Two former OSU students helped spearhead in recent years an effort to further honor Hamm. Vaughn Vennerberg and Frank Merrick wanted to recognize Hamm as OSU’s Spears School of Business plans to move into a new business building, which will break ground this fall.

 “There was no doubt whatsoever in our minds that Dr. Hamm needed to be honored, and I knew it would be a very successful fundraising effort because of the broad base of support for him from students for the many years he’s been involved at OSU,” Vennerberg said in 2012.

Hamm was overwhelmed with the outpouring of support in his honor. “One of my greatest fears is that people would ask one of my students, ‘Who did you have for marketing?’ And they would say, ‘I don’t remember, but I know we had a green book.’ I still get phone calls from students who will quote back to me things that I said in class many years ago, and they still remember it.

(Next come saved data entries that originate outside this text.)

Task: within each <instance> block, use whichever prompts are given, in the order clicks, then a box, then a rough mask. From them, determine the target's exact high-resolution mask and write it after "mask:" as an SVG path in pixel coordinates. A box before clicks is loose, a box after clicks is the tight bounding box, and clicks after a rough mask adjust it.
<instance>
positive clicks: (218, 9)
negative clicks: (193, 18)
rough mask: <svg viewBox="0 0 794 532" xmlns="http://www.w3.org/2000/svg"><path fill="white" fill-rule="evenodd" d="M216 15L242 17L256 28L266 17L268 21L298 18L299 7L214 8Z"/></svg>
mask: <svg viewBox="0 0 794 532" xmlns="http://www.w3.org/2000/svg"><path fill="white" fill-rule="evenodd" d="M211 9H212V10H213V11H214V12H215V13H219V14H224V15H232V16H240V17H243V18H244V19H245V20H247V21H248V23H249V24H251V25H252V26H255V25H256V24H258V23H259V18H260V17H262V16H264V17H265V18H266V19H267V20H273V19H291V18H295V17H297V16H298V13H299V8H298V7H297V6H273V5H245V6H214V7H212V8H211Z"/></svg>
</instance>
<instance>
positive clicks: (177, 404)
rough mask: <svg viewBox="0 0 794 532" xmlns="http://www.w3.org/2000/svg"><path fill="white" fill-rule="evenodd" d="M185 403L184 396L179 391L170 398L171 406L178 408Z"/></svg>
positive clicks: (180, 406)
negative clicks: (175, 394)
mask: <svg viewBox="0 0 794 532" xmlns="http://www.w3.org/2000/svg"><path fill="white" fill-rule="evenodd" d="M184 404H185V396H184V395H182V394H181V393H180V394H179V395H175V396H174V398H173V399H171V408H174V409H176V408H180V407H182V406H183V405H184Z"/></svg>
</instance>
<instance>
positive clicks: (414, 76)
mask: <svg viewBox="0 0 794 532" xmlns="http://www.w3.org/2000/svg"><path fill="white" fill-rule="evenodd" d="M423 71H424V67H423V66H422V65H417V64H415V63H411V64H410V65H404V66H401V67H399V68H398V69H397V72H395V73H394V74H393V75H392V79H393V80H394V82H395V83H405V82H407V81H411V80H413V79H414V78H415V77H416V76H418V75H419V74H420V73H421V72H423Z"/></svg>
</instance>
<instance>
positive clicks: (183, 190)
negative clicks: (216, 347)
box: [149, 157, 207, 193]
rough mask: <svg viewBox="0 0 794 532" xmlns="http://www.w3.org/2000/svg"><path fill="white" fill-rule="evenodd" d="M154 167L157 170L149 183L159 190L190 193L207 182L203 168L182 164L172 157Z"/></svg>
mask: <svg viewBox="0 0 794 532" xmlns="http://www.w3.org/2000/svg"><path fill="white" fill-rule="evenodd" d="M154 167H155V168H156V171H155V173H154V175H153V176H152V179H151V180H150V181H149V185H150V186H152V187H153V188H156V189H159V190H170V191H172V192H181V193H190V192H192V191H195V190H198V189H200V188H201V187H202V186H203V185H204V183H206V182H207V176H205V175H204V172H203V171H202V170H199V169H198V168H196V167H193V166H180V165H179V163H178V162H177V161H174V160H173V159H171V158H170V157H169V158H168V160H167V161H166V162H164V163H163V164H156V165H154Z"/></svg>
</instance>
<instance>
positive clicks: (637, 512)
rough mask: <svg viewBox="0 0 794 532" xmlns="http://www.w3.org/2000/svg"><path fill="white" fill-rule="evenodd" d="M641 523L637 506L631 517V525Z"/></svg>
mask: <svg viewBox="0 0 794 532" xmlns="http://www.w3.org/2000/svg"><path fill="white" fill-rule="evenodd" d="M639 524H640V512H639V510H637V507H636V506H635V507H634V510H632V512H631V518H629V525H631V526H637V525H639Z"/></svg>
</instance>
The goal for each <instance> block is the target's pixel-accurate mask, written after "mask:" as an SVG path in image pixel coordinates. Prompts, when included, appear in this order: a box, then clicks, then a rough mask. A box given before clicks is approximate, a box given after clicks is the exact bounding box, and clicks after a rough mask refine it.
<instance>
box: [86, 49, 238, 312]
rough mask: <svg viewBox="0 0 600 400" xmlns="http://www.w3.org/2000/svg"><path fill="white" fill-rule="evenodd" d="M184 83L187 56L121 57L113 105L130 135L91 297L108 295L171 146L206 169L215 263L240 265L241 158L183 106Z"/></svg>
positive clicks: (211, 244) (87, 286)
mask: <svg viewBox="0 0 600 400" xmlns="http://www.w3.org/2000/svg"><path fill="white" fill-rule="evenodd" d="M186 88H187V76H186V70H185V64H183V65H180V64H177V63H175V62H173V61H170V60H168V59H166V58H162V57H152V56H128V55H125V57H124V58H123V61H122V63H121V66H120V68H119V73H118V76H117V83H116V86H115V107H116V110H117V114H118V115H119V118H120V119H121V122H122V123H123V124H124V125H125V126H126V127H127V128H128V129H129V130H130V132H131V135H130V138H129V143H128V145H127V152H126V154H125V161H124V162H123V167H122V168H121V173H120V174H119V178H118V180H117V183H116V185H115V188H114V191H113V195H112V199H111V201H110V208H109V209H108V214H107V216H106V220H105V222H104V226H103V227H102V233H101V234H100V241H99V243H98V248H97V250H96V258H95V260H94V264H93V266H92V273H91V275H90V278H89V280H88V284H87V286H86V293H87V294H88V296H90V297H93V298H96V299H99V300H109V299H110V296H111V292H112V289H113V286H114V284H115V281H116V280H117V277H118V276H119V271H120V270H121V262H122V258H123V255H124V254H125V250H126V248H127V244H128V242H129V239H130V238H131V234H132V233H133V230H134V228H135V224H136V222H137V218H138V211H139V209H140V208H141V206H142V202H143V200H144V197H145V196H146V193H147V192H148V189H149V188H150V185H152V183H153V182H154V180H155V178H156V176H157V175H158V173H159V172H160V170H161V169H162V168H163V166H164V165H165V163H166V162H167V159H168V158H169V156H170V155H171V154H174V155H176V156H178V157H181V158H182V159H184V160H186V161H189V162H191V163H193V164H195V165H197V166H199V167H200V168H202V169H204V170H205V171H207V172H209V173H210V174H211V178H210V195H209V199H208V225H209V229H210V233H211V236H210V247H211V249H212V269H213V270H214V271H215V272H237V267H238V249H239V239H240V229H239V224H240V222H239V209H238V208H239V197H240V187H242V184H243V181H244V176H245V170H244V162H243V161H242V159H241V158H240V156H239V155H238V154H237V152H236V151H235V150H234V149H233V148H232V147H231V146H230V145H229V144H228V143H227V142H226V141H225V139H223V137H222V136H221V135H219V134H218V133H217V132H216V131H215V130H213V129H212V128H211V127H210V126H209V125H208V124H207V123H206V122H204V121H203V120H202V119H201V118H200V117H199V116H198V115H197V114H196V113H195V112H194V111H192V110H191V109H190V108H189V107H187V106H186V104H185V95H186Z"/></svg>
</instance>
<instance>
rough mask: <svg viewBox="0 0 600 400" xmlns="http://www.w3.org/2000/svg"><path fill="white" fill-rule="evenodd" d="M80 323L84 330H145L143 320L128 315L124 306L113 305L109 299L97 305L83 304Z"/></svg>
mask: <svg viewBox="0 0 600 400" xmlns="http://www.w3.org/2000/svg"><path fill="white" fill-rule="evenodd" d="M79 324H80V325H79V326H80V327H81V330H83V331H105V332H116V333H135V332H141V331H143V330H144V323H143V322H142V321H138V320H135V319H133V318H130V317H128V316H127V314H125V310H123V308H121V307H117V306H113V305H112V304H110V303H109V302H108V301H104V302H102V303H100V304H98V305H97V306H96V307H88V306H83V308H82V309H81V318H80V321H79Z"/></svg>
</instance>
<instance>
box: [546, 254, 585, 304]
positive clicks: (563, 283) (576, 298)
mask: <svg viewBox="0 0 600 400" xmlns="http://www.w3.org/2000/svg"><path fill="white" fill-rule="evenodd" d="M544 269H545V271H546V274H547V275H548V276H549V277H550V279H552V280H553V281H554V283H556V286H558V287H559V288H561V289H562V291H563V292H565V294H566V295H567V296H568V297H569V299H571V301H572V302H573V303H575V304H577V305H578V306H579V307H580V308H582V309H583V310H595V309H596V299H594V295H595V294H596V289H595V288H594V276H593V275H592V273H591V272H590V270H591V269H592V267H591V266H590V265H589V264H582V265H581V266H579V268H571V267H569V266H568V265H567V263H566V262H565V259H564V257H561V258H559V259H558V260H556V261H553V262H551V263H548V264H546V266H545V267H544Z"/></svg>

“It’s nice to know they haven’t forgotten you,” said Hamm, who taught at OSU from 1966 to 1990 and again from 1996 to 2002. He was inducted into the Oklahoma Higher Education Hall of Fame in 2007.

In addition to influencing the lives of OSU business students, Hamm also traveled to 138 countries, helping plan curricula, design courses, teach professors and build business libraries for universities in China, the Czech Republic, Jordan and Argentina.

Since 2012, an additional $650,000 has been raised in his namesake for the B. Curtis Hamm Marketing Office and classroom, which will be housed in the new business building.

“It’s not about money; it’s about where he made his mark, and that was in the classroom,” said Steve Mackey, chief administrative officer and executive vice president of Tulsa-based energy company Helmerich and Payne. “That’s what we need to do because not only do I think it would please him more, but the most fitting honor we could give him is in the classroom, because that’s where he excelled.”